The Turks have been protesting against their government this summer, and the government has responded with excessive force. A few people have been killed, but the clashes can be avoided. Of course our American news outlets have overplayed the events because drama = viewers and many Americans — in their typical xenophobic fashion — can’t bother to distinguish between the Turkey protests, the Egyptians’ attempt to overthrow their government and the Syrian civil war.

Turkey, Egypt, Syria, protest, overthrow attempt, civil war … they’re all the same!

I explain that the Turkey protests are not synonymous with Egyptian government overthrow attempts and Syrian civil war.

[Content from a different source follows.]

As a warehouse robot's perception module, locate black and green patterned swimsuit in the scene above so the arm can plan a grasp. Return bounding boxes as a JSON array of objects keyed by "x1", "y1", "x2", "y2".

“Well, I don’t think you should go.” Ok.

Turkish Flag


It’s always something with travel. Seriously, in my case, it’s almost always something. One month prior to my trip to Peru this year the Shining Path threatened Americans traveling to the Sacred Valley. The year prior — same time — the Gaza-Israel clashes occurred right before I headed off to Israel. I flew in and out of Suvarnabhumi Airport multiple times mere weeks after it was shut down in 2008, the 2004 Madrid train bombing nearly coincided with my visit to the city, I diverted my destination from Prague to Budapest in 2002 when floods overtook the Czech capital, and I canceled what would have been my first trip to Turkey in response to the Cyprus Missile Crisis. My unlucky timing has become a joke.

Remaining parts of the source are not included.